Le créationnisme évangélique est un créationnisme « terre jeune », mais il existe une autre forme de créationnisme, dit « terre ancienne » (en réalité, il existe toute une variété de créationnismes hybrides). Ce créationnisme a été brusquement révélé en 2006 dans l’Atlas de la création envoyé dans les établissements scolaires en France et en Europe depuis la Turquie. Contrairement aux premiers, ces créationnistes ne contestent pas les 4,6 milliards d’années de la Terre, mais ils nient totalement toute forme d’évolution. Leur objectif est de démontrer « scientifiquement » que les fossiles qui sont clairement datés de plusieurs millions d’années prouvent que les espèces n’ont pas évolué. « Les trous des fossiles » font leur bonheur. De manière générale les pays musulmans constituent un terreau fertile pour ce créationnisme « terre ancienne ». L’antidarwinisme est surtout une lutte contre l’athéisme et le matérialisme occidental.

Les créationnismes trouvent des relais en Europe et en France. Profitant de la confusion entre les différents ordres de pensée, c’est la place de la science qui est interrogée en rendant plus que jamais nécessaire la distinction entre la connaissance et la croyance. En Europe, sa propagation dans la société mais également dans les media et dans les sphères dirigeantes est telle qu’en 2007 le Conseil de l’Europe a jugé nécessaire de prendre une Résolution sur les dangers du créationnisme dans l’enseignement, à l’instigation du député français Guy Lengagne.

Dès la parution de L’Origine des espèces en 1859, les Églises se sont montrées opposées à la théorie de Darwin. En 1877, le pape Pie IX avait soutenu un ouvrage qui attaquait « les aberrations du darwinisme » après avoir condamné les Droits de l’homme et du citoyen en 1864, en les déclarant « impies et contraires à la religion » et en lançant l’anathème contre la liberté de conscience.
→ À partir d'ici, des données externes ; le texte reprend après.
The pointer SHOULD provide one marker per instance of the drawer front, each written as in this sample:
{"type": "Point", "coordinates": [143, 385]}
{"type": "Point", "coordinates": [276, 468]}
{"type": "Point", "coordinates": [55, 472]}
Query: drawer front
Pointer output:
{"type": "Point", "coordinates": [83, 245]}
Par la suite, les Églises, en particulier l’Église catholique, se sont montrées plus modérées, peut-être pour ne pas reproduire l’erreur du procès de Galilée. Jean-Paul II, qui avait déclaré que « l’évolution était plus qu’une hypothèse », admettait « du bout des lèvres » l’évolution, mais on ne sait si dans son esprit elle était darwinienne ou anti-darwinienne. Il nuançait en effet son propos en limitant l’évolution au corps matériel, excluant l’âme immatérielle de tout processus. Bien qu’après le procès de Dover de 2005 le Vatican se soit démarqué de l’intelligent design, Benoît XVI avait manifesté une position critique vis-à-vis de la théorie de l’évolution dont il avait dénoncé les faiblesses. Il avait posé les limites dictées par la religion à la démarche scientifique : « l’homme ne peut être le produit accidentel et dépourvu de sens de l'évolution. » Benoît XVI, comme Jean-Paul II l’avait fait auparavant, rappela que la science devait être au service de la foi : « la vérité scientifique est une participation à la vérité divine ». La tendance vaticane est un créationnisme évolutif, type intelligent design : « l’être humain n’est pas sur Terre par hasard, même s’il est le produit de l’évolution… » En octobre 2014, le pape François a quant à lui déclaré devant les membres de l’Académie pontificale des sciences que le Big Bang ne contredit pas « l’intervention créatrice de Dieu, au contraire, il la requiert ». Il en va de même avec la théorie de l'évolution qui n’est pas incompatible avec l’idée de Dieu car « elle requiert la création d’êtres capables d’évoluer ». Comme l’on fait ses prédécesseurs, le pape François est engagé dans une démarche de réconciliation entre la science et la religion. Or, la religion n’est pas soluble dans la science, et inversement ; l’une et l’autre ne peuvent exister que dans des espaces différents et imperméables. Il est à noter que les croyants sont condamnés à de difficiles contorsions rhétoriques.

En France, si la laïcité nous met à l’abri du créationnisme pur et dur, sommes-nous à l’abri de formes plus subtiles de créationnismes comme l’intelligent design ? La laïcité est une condition nécessaire mais pas suffisante.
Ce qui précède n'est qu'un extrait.